Closed jphastings closed 4 years ago
Cool feature. cc @lgierth @diasdavid
As for tests, you probably want to add something in core/corehttp/gateway_test.go, some of the tests in there construct directories, in particular TestIPNSHostnameRedirect creates a directory with an index.html to test that working properly. I imagine a test for this 404 feature would be quite similar.
Thanks for the advice @whyrusleeping, hopefully this covers the new cases. Shout if there's anything else I can do to help!
Thinking about this, what is the need for not setting a cache? Everything is content addressed, right? There should be no need not to cache.
@dignifiedquire @VictorBjelkholm I think you guys might be interested in this PR
Thinking about this, what is the need for not setting a cache? Everything is content addressed, right? There should be no need not to cache.
Choosing ETag for the cache is not simple in this case as the 404.html
is taken for reverse recursive walk but I think using CID of the resolved 404.html
should work but I am not 100% sure.
We would also have to resolve the 404.html
when client caches it to confirm the ETag.
@whyrusleeping I'm thinking of the case where I request a non-existant file from the gateway today; I don't want my browser's cache to be prevented from trying again, say, tomorrow when that DNSlink entry/peerID points to a new hash where that file now exists.
Right now this PR ensures the gateway sets the ETag of a requested but missing file to be the Cid of the pretty 404 page that was found (as @Kubuxu suggests). Smart browsers can then include it in the If-None-Match
header of their next request to the gateway for this file which will avoid sending unnecessary data. I reckon this is all we need to do here to allow smart clients to request transfer of the bare minimum to show the most recent data.
Does this address your concern?
Thinking about this, what is the need for not setting a cache? Everything is content addressed, right? There should be no need not to cache.
What if the gateway fails to find the file, timeouts and returns a 404 with cache-control: unlimited? An existing hash->file can be cached forever and the corollary is that a non-existing hash->file will someday become an existing hash->file.

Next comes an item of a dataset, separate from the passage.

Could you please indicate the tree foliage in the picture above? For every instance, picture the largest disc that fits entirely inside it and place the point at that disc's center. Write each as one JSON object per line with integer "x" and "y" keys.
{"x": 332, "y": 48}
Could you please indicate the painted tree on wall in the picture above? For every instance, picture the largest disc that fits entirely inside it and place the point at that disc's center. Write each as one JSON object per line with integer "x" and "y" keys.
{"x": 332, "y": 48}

If you load ipfs.io/ipfs/$HASH/$FILE
and $FILE
isn't found, a redirect to a 404 page under $HASH
would always be a 404.
As both Etag and Cache-Control uses the URL, it has to be a redirect and if it redirects to $HASH/404.html
, that redirect would always happen in the future.

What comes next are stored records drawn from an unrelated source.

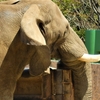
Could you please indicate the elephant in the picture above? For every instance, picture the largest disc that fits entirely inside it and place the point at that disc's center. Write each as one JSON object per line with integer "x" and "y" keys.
{"x": 33, "y": 32}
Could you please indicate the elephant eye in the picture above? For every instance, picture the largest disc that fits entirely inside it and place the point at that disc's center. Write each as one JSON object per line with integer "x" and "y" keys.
{"x": 15, "y": 2}
{"x": 41, "y": 27}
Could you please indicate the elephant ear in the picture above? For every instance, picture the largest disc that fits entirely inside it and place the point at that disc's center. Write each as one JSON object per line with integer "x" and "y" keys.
{"x": 31, "y": 33}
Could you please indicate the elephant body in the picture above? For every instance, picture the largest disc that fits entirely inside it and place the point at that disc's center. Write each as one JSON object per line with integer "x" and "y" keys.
{"x": 32, "y": 32}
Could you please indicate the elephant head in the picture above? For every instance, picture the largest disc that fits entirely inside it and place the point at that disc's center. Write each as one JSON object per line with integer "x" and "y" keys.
{"x": 44, "y": 33}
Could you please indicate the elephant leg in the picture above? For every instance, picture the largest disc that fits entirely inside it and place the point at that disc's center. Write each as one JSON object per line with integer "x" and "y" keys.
{"x": 12, "y": 67}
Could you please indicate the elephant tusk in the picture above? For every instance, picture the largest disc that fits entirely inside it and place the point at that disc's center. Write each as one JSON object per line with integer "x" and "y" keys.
{"x": 90, "y": 58}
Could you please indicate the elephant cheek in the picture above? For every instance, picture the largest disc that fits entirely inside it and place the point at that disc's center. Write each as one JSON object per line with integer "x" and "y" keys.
{"x": 40, "y": 61}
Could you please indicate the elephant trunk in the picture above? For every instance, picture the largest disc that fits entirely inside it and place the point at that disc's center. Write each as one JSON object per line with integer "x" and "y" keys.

Introducing IPNS would make things work differently though, and probably in that case it's best to dump the Cache-Control header. However, if IPFS isn't being used with IPNS, the 404 should be permanent.

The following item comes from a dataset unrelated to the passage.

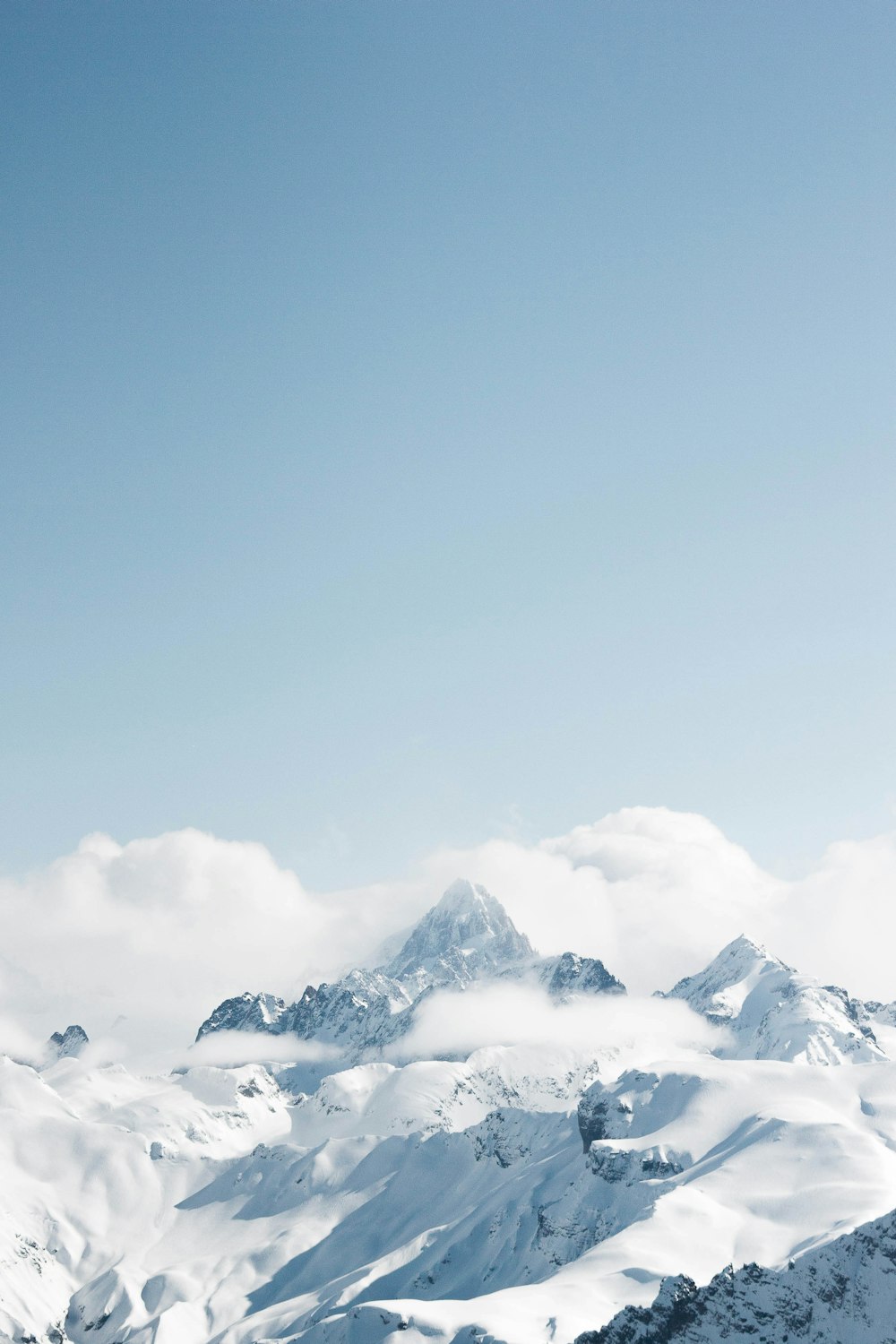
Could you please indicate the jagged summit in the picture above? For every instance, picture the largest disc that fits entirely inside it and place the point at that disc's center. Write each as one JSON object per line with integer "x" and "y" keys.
{"x": 67, "y": 1043}
{"x": 465, "y": 935}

What if the gateway fails to find the file, timeouts and returns a 404 with cache-control: unlimited?
In the case of ipfs.io/ipfs/$HASH/$FILE
, don't we already see all the links of $HASH
and if we cannot see the match for $FILE, we can safely show the 404 page?
As both Etag and Cache-Control uses the URL, it has to be a redirect and if it redirects to $HASH/404.html, that redirect would always happen in the future.
No redirect for 404 page please. I need to know original url where 404 happen. Then i can redirect to right location by Javascript.
I think about .htaccess for ipfs.
There's no redirecting happening at the moment. I believe @VictorBjelkholm was talking about internally, ie. the data is being delivered when a missing file is requested.
In the case of ipfs.io/ipfs/$HASH/$FILE, don't we already see all the links of $HASH and if we cannot see the match for $FILE, we can safely show the 404 page?
I agree — in this case we know that $FILE
definitely doesn't exist under the $HASH
and we can safely deliver the data from an appropriate 404.html
page from that URL provided we also set the cache headers to be non-permanent and the ETag to be of the data delivered (ie. the 404.html
page) so that if $FILE
becomes present (in the case where we're addressing via an IPNS link) the new data can be retrieved.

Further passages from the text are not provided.